4

I am trying to wrap my head around the implicit lifetime and aliasing rules in C++.

The standard says:

Some operations are described as implicitly creating objects within a specified region of storage. For each operation that is specified as implicitly creating objects, that operation implicitly creates and starts the lifetime of zero or more objects of implicit-lifetime types in its specified region of storage if doing so would result in the program having defined behavior.

And:

An operation that begins the lifetime of an array of unsigned char or std::byte implicitly creates objects within the region of storage occupied by the array.

As well as providing an example that states:

// The call to std::malloc implicitly creates an object of type X

Does that mean that the following is legal and correct?

constexpr size_t N = 10;
constexpr size_t S = sizeof(uint32_t);
std::vector<std::byte> buffer;
buffer.resize(N * S);

for (size_t i = 0; i < N * S; i += S)
  *reinterpret_cast<uint32_t*>(&buffer.data()[i + 2 * S]) = 42;

uint32_t x;
for (size_t i = 0; i < S; ++i)
  *(reinterpret_cast<std::byte*>(&x) + i) = buffer[i];
assert(x == 42);

If not, what am I missing? And is there a way to make it legal using the C++23 subset that LLVM 17 (Clang and libc++) supports?

Note: Even though I tagged the question as "language lawyer", I myself am not one, so I would very much appreciate an explanation in as "simple" terms as possible.

3
  • vector<byte> does not automatically create uint32_t objects in the allocated memory. Only malloc-like allocations guarantee this. You are probably looking for std::start_lifetime_as. Commented Feb 1 at 6:30
  • Why i + 2 * S? Gratuitously indexing out of range detracts from your example. (When i is (N-1)*S in the last iteration, the index is (N*S - S) + 2*S or N*S + S, which is larger than N*S.) Not to mention that skipping the first 2*S elements of buffer easily causes your assert to fail. Commented Feb 1 at 7:21
  • You haven't made sure that your storage is properly aligned and using a vector<byte> does not implicitly start the lifetime of whatever objects you are planning to use it for. Commented Feb 1 at 8:15

2 Answers 2

3
*reinterpret_cast<uint32_t*>(&buffer.data()[i + 2 * S]) = 42;

This is undefined behavior because you forgot std::launder. Without std::launder, you are accessing a std::byte through a glvalue of type uint32_t, which is UB because std::byte is not type-accessible through uin32_t. It doesn't matter whether a uint32_t exists in those bytes; reinterpret_cast without laundering doesn't give you a pointer to it.

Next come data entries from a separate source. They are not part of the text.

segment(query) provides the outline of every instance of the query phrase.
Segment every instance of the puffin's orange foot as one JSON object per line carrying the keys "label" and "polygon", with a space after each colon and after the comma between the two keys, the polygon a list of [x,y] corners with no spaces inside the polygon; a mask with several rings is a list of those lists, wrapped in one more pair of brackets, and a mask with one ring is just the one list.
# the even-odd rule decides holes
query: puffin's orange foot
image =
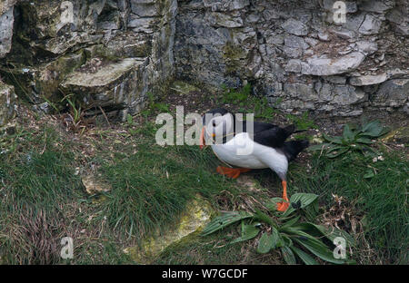
{"label": "puffin's orange foot", "polygon": [[277,203],[277,210],[284,212],[288,209],[289,206],[290,206],[290,203],[288,203],[287,201],[279,202],[279,203]]}
{"label": "puffin's orange foot", "polygon": [[283,201],[277,203],[277,210],[284,212],[290,206],[290,201],[287,197],[287,182],[283,181],[281,184],[283,185]]}
{"label": "puffin's orange foot", "polygon": [[225,175],[227,177],[236,179],[241,173],[248,172],[251,169],[248,168],[228,168],[223,166],[217,166],[216,171],[219,174]]}

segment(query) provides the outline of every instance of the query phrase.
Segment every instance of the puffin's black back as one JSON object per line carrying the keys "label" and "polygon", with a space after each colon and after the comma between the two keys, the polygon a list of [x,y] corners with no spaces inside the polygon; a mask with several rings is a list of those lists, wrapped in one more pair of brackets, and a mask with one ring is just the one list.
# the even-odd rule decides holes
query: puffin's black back
{"label": "puffin's black back", "polygon": [[294,161],[298,153],[300,153],[303,150],[306,149],[310,145],[308,140],[303,141],[290,141],[285,142],[283,145],[283,151],[287,157],[288,161]]}

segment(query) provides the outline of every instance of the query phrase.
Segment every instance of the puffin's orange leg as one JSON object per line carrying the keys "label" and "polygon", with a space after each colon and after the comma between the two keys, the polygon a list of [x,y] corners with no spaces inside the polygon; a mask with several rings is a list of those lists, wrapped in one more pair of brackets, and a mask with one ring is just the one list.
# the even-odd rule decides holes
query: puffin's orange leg
{"label": "puffin's orange leg", "polygon": [[277,210],[279,211],[285,211],[288,207],[290,206],[290,201],[288,200],[288,197],[287,197],[287,182],[285,181],[283,181],[282,182],[283,185],[283,201],[277,203]]}
{"label": "puffin's orange leg", "polygon": [[251,169],[248,168],[228,168],[223,166],[217,166],[216,171],[219,174],[225,175],[227,177],[236,179],[241,173],[248,172]]}

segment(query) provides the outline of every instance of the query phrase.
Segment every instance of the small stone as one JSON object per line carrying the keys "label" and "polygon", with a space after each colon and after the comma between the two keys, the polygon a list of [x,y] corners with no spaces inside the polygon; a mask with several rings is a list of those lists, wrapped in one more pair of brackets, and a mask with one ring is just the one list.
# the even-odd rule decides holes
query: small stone
{"label": "small stone", "polygon": [[94,175],[83,176],[81,181],[84,184],[84,187],[85,187],[86,192],[91,195],[111,190],[111,187],[107,183],[102,182]]}
{"label": "small stone", "polygon": [[309,58],[302,63],[302,73],[314,75],[334,75],[355,70],[365,56],[359,52],[353,52],[339,58]]}
{"label": "small stone", "polygon": [[376,75],[363,75],[359,77],[353,77],[349,81],[352,85],[362,86],[382,83],[387,80],[386,73],[383,73]]}
{"label": "small stone", "polygon": [[287,33],[295,35],[306,35],[308,34],[308,26],[294,18],[286,20],[281,24],[281,27]]}
{"label": "small stone", "polygon": [[291,59],[288,61],[285,66],[286,72],[300,73],[301,72],[301,61],[297,59]]}
{"label": "small stone", "polygon": [[326,33],[319,33],[318,38],[322,41],[327,42],[329,41],[329,34]]}
{"label": "small stone", "polygon": [[381,20],[368,14],[359,27],[359,32],[363,34],[378,34],[381,24]]}

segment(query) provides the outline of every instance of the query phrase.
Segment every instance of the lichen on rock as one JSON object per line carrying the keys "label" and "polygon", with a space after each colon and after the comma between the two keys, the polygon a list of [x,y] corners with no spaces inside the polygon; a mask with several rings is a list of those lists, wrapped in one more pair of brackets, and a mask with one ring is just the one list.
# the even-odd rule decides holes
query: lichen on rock
{"label": "lichen on rock", "polygon": [[144,239],[140,246],[126,248],[124,252],[139,264],[149,264],[167,247],[200,231],[209,221],[214,210],[199,195],[190,200],[175,225],[164,234]]}

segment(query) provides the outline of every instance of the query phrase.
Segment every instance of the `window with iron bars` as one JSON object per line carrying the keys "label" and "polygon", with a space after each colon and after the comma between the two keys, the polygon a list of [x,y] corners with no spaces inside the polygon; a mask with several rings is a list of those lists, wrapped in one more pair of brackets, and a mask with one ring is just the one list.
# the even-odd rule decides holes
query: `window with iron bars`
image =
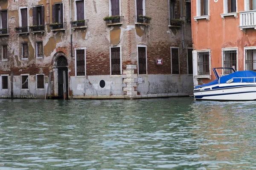
{"label": "window with iron bars", "polygon": [[8,76],[2,76],[2,89],[8,89]]}
{"label": "window with iron bars", "polygon": [[209,75],[209,52],[198,53],[198,75]]}
{"label": "window with iron bars", "polygon": [[256,49],[245,50],[245,70],[256,71]]}
{"label": "window with iron bars", "polygon": [[[223,51],[223,66],[224,67],[234,68],[236,70],[236,50],[229,50]],[[224,74],[232,73],[231,69],[224,69]]]}
{"label": "window with iron bars", "polygon": [[37,75],[37,88],[44,88],[44,75]]}

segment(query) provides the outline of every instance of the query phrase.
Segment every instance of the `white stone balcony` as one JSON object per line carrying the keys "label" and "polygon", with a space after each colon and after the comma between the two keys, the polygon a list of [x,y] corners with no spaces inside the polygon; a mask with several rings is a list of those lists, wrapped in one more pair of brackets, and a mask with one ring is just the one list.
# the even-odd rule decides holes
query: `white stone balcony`
{"label": "white stone balcony", "polygon": [[241,31],[245,33],[247,28],[256,29],[256,10],[242,11],[240,13],[240,26]]}

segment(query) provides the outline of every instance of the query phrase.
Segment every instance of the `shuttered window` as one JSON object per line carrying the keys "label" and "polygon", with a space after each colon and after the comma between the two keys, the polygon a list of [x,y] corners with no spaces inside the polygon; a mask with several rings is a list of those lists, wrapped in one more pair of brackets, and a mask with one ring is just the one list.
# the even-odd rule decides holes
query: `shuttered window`
{"label": "shuttered window", "polygon": [[29,58],[29,47],[27,43],[22,44],[22,57],[23,58]]}
{"label": "shuttered window", "polygon": [[2,46],[2,49],[3,50],[3,59],[7,59],[7,45],[4,45]]}
{"label": "shuttered window", "polygon": [[188,73],[193,74],[193,55],[192,49],[188,49]]}
{"label": "shuttered window", "polygon": [[119,0],[111,0],[111,2],[112,15],[120,15]]}
{"label": "shuttered window", "polygon": [[121,74],[120,47],[111,48],[111,74]]}
{"label": "shuttered window", "polygon": [[76,50],[76,76],[85,75],[84,50]]}
{"label": "shuttered window", "polygon": [[44,88],[44,76],[37,75],[36,76],[37,88]]}
{"label": "shuttered window", "polygon": [[138,47],[139,74],[147,74],[146,48]]}
{"label": "shuttered window", "polygon": [[36,57],[37,58],[43,57],[43,42],[36,43]]}
{"label": "shuttered window", "polygon": [[21,88],[29,88],[29,76],[21,76]]}
{"label": "shuttered window", "polygon": [[76,20],[84,20],[84,0],[76,1]]}
{"label": "shuttered window", "polygon": [[172,48],[172,74],[180,74],[178,48]]}
{"label": "shuttered window", "polygon": [[8,76],[2,76],[2,89],[8,89]]}

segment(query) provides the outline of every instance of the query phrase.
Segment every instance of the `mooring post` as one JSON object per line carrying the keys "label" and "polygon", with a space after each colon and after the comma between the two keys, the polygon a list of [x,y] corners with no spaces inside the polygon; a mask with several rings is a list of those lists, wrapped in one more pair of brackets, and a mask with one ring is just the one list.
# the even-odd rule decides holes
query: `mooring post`
{"label": "mooring post", "polygon": [[63,71],[63,96],[65,100],[65,93],[66,91],[66,71]]}
{"label": "mooring post", "polygon": [[11,98],[13,99],[13,72],[11,72]]}

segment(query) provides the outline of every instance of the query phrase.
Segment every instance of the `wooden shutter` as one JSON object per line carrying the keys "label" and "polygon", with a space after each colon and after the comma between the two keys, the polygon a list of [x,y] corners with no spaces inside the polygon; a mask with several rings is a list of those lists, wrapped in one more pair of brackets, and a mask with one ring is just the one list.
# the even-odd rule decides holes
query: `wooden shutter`
{"label": "wooden shutter", "polygon": [[139,74],[146,74],[146,48],[145,47],[138,47],[138,52],[139,54]]}
{"label": "wooden shutter", "polygon": [[85,75],[84,50],[76,50],[76,75]]}
{"label": "wooden shutter", "polygon": [[63,23],[63,4],[60,4],[60,8],[61,8],[61,23]]}
{"label": "wooden shutter", "polygon": [[76,1],[76,17],[78,21],[84,20],[84,1]]}
{"label": "wooden shutter", "polygon": [[41,23],[44,26],[44,6],[41,6]]}
{"label": "wooden shutter", "polygon": [[37,7],[33,7],[32,8],[32,11],[33,11],[33,25],[36,26],[37,25]]}
{"label": "wooden shutter", "polygon": [[21,26],[23,27],[28,26],[28,9],[23,8],[20,9],[21,14]]}
{"label": "wooden shutter", "polygon": [[56,23],[55,21],[55,5],[52,5],[52,23]]}
{"label": "wooden shutter", "polygon": [[1,11],[2,26],[3,28],[7,28],[7,11]]}

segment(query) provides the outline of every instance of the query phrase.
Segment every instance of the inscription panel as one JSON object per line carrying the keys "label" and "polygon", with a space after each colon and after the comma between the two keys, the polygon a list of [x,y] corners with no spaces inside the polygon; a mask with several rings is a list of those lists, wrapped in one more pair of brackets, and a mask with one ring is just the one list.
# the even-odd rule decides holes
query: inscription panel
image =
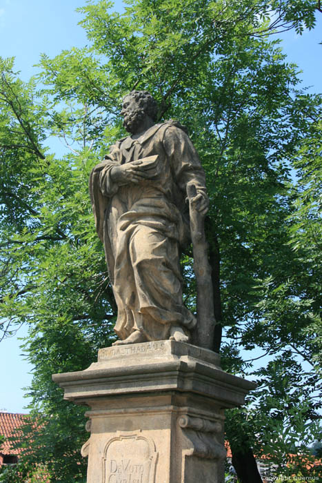
{"label": "inscription panel", "polygon": [[145,354],[165,353],[164,341],[154,342],[144,342],[143,344],[133,344],[128,346],[116,346],[115,347],[105,347],[99,351],[99,361],[110,359],[112,358],[123,357],[130,355],[144,355]]}
{"label": "inscription panel", "polygon": [[152,440],[141,431],[118,431],[105,448],[103,483],[154,483],[157,455]]}

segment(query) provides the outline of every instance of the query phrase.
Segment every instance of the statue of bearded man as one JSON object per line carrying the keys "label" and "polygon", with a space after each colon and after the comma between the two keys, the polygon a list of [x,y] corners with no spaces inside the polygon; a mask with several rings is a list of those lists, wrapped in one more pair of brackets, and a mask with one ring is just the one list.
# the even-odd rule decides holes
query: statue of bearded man
{"label": "statue of bearded man", "polygon": [[157,113],[147,91],[126,95],[121,114],[130,135],[110,147],[90,179],[118,307],[115,344],[188,342],[197,323],[183,303],[179,261],[190,240],[187,186],[195,186],[190,204],[204,216],[205,173],[184,128],[155,124]]}

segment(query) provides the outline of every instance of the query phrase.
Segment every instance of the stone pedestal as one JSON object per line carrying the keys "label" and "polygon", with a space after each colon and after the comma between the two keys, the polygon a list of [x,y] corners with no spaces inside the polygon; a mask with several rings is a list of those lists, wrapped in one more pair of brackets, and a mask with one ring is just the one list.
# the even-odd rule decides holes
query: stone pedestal
{"label": "stone pedestal", "polygon": [[88,483],[223,483],[223,411],[254,387],[217,354],[170,340],[100,349],[53,379],[90,408]]}

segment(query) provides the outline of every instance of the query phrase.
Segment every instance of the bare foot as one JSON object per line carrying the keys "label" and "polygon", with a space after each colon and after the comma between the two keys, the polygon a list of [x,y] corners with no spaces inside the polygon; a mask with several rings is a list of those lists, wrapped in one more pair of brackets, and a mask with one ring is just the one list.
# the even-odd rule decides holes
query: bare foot
{"label": "bare foot", "polygon": [[174,326],[171,328],[169,338],[170,340],[176,340],[177,342],[189,342],[189,337],[179,326]]}
{"label": "bare foot", "polygon": [[134,331],[128,337],[124,340],[116,340],[113,342],[112,346],[124,346],[126,344],[137,344],[138,342],[146,342],[145,336],[139,331]]}

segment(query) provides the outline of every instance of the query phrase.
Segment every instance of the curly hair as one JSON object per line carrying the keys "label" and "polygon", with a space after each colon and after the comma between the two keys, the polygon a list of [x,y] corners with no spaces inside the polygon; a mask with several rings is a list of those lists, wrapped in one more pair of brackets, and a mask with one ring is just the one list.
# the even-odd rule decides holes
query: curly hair
{"label": "curly hair", "polygon": [[141,108],[153,121],[157,121],[158,104],[155,99],[148,90],[132,90],[124,96],[123,98],[123,101],[126,97],[130,97],[134,98],[139,107]]}

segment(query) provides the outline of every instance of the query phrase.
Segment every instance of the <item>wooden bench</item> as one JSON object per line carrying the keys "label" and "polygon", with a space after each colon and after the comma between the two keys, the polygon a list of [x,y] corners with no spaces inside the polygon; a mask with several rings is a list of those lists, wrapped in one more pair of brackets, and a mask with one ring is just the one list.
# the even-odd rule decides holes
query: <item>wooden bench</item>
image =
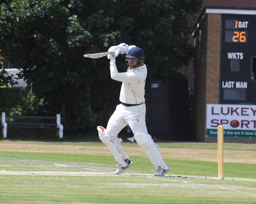
{"label": "wooden bench", "polygon": [[[41,120],[56,120],[56,123],[40,123],[29,122],[6,122],[6,118],[20,118],[22,119],[40,119]],[[47,129],[57,130],[57,135],[59,139],[63,138],[63,125],[61,124],[60,114],[57,114],[56,117],[48,116],[27,116],[20,115],[5,115],[5,113],[2,113],[2,129],[4,138],[7,137],[7,129],[30,128]]]}

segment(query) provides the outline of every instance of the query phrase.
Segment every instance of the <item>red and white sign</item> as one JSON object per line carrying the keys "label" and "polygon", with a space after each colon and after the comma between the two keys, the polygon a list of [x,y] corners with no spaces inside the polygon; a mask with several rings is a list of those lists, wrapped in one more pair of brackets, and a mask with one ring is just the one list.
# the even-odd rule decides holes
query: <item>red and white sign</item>
{"label": "red and white sign", "polygon": [[256,105],[208,104],[207,111],[207,137],[216,137],[219,125],[228,137],[256,137]]}

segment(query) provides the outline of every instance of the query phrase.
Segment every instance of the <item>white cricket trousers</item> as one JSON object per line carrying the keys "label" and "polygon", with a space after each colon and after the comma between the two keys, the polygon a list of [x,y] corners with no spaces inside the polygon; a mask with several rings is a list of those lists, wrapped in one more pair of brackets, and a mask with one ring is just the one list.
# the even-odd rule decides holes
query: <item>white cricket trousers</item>
{"label": "white cricket trousers", "polygon": [[116,106],[109,118],[105,132],[111,139],[116,138],[120,131],[128,125],[135,134],[139,132],[148,134],[146,126],[146,105],[142,104],[126,106],[122,104]]}

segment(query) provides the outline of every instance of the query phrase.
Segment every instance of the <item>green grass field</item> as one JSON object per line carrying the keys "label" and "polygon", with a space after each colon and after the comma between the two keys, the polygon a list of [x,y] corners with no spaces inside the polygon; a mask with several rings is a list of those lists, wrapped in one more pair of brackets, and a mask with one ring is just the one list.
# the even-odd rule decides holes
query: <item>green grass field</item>
{"label": "green grass field", "polygon": [[224,144],[224,179],[214,143],[160,143],[165,177],[136,143],[123,146],[133,162],[116,163],[101,142],[0,140],[1,204],[256,204],[256,145]]}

As for whether implicit object creation takes place there: std::vector<std::byte> has to maintain an array of bytes internally ([vector.data] implies this), but not necessarily one where implicit objects for you are created. If std::vector simply allocated some bytes (with std::allocator, operator new, this is guaranteed) and gave you a pointer, then you could obviously use the implicitly created objects there, but it might do a lot more.

For example, it could do placement-new for each individual byte when setting them to zero, which would end the lifetime of any implicit uint32_t in the same place. You're at best relying on implementation details of std::vector with this code.

If not, what am I missing? And is there a way to make it legal using the C++23 subset that LLVM 17 (Clang and libc++) supports?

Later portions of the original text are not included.